Eduardo Toro G
Matías, un joven y apuesto hombre de negocios, se levantó aquella mañana del miércoles diez de marzo con la angustia dibujada en su rostro. Completaba dos semanas sin conciliar el sueño y, con el apetito perdido, escasamente pasaba dos o tres sorbos de agua. Su corazón palpitaba acelerado, estaba al borde de un colapso.
La última llamada extorsiva, de las veintitrés recibidas en las dos últimas semanas, sucedió en la noche del día anterior. A manera de ultimátum le advertía la voz amenazante de Víctor Molina, que al día siguiente, muy temprano, recibiría las señales precisas sobre la entrega de los doscientos millones de pesos exigidos. La precisión del lugar, hora y otras instrucciones que asegurarían al extorsionista el éxito de la operación.
El teléfono timbró justo a las seis de la mañana:
-Aló -respondió Matías, con voz vacilante-
-Escuche, imbécil, ponga toda su atención a lo que voy a decir.
-Oiga Víctor, ya es hora de que le baje el tonito al asunto, esta mañana me entregan el encargo y todo arreglado.
-Yo uso el tono que se me da la gana. A gallina que como usted solo cacarea no se les puede aflojar. Todos son una mierda.
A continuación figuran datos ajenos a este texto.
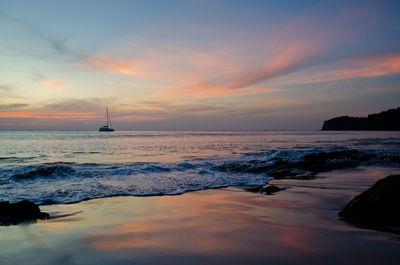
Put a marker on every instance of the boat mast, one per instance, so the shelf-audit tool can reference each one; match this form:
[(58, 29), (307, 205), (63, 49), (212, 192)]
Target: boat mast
[(107, 115)]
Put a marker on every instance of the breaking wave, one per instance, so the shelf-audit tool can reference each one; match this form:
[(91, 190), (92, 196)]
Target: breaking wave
[(68, 182)]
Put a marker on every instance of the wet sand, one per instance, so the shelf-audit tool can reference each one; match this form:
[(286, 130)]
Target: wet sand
[(225, 226)]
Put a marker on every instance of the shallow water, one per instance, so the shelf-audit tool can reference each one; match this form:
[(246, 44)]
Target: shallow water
[(226, 226), (65, 167)]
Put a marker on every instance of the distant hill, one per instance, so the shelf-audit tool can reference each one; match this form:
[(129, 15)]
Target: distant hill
[(384, 121)]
-Le repito, con Margarita, solo tuve un corto romance y ella se alejó de mí cuando se relacionó con los “duros”.
-No me crea tan pendejo, ahora va a negar que fue usted quien la sapió
- Eso es lo que usted se ha inventado. Haga un esfuerzo imaginativo y verá todo con más claridad.
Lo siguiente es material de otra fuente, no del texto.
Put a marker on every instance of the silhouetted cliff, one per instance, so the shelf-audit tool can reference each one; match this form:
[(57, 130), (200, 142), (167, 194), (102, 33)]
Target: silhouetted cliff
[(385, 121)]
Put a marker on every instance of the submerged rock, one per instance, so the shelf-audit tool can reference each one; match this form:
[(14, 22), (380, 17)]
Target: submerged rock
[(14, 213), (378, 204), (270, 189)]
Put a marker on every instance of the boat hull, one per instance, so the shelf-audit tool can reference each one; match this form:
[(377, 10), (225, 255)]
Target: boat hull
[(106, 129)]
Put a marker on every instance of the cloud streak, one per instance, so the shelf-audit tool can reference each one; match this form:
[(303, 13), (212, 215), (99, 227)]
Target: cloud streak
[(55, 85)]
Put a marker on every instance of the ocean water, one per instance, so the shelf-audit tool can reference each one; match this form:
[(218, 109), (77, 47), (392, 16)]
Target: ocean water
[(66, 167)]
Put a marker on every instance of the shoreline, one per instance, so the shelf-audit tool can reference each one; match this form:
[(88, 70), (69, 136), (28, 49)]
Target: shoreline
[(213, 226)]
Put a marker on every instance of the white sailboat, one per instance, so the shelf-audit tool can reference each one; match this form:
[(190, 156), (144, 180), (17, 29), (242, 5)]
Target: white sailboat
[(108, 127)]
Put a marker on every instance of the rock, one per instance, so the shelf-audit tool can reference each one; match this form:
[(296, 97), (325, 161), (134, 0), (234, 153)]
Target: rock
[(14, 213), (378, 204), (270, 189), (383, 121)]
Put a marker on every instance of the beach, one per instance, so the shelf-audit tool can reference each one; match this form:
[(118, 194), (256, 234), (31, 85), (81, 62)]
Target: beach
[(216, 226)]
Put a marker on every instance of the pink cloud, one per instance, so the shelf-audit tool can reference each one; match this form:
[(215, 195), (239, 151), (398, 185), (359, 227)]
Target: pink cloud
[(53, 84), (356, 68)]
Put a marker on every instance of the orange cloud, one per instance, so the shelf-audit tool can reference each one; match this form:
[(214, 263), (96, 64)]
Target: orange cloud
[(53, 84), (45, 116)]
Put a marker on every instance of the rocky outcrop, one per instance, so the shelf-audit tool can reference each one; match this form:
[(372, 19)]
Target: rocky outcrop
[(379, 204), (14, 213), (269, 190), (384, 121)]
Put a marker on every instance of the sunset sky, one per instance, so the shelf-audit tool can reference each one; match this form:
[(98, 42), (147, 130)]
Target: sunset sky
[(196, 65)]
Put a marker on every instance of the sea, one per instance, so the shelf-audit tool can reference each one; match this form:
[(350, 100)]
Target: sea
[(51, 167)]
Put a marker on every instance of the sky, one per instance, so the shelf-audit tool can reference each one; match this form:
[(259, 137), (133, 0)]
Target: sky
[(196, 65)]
-No señor, esto es un ultimátum. Margarita, tiene plazo hasta esta noche para entregar los dos mil millones, de lo contrario ¡paila! hermano. Solo falta una cuota y es la suya.
-Ya, ya le dije que tengo el encargo, solo falta me diga como proceder y se acabó este problema, ¿estamos?
-Y cuidadito con dárselas de vivo, si nos avienta, nosotros los aventamos al hoyo, recuerde que usted y su familia están en la mira. Esta tarde a las dos váyase al restaurante “El Cucharón Dorado” en la avenida octava bis con diecinueve del barrio Granada. Busque en una mesa solitaria a una señora joven vestida de rojo. Hágale compañía y déjese invitar a un buen almuerzo. Deje al alcance de su mano el maletín con los doscientos millones en billetes de alta denominación. Acabado el almuerzo despídase gentilmente de la señora y retírese del lugar tranquilamente dejando el maletín en el sitio. Eso es todo, marica.
Margarita Molina, hermana de Víctor, agraciada modelo, había tenido un publicitado romance con Matías. La relación quedó trunca con los repetidos y sospechosos viajes de Margarita al exterior, oficiando como “mula” de una banda de narcotraficantes. En uno de sus viajes fue descubierta por las autoridades y puesta presa en el aeropuerto de Madrid, después de obligarla a expulsar casi dos kilos de heroína de alta pureza. Meses después fue deportada a Colombia y aquí fue sentenciada por los “patrones”: o respondía por los dos mil millones del valor de la mercancía perdida o la pagaba con su propia vida.
A las diez y treinta minutos salió del garaje en su automóvil. Finalmente Víctor había logrado intimidarlo. Estaba en trance de pánico y manejaba como un autómata. En el barrio El Centenario, hizo una parada de semáforo y vio cómo pasaba un cortejo fúnebre - pensó en la muerte y en lo cerca que la tenia-´ miró hacia el carro mortuorio y alcanzó a leer la cinta morada sobre la corona de rosas blancas: Margarita Molina.
. ¡La mataron! -se dijo- cuando me llamaron anoche ya la habían matado.
¡Son unos desalmados!
A las dos de la tarde entró al restaurante El Cucharón Dorado, y con paso seguro se dirigió a la mesa donde una agraciada mujer vestida de rojo, sorbía de una copa de vino. Saludó amable, tomó asiento y puso a su alcance el maletín. Tomó la carta y pidió una punta de anca y una cerveza.
Terminado el almuerzo, la mujer solicitó la cuenta. Matías, espléndido y galante, trató de cancelar, pero ella le dijo:
-Lo convenido es que yo pago.
Matías, sosegado, se inclinó y le dijo pausadamente:
-Gracias por el almuerzo. Dígale a Víctor que esta mañana acompañé hasta el cementerio el cadáver de Margarita; es una lástima que él no estuviera, que lamento que no la hubiera podido salvar… ¡Ah! y también dígale que de ahora en adelante puede seguir chantajeando a su puta madre.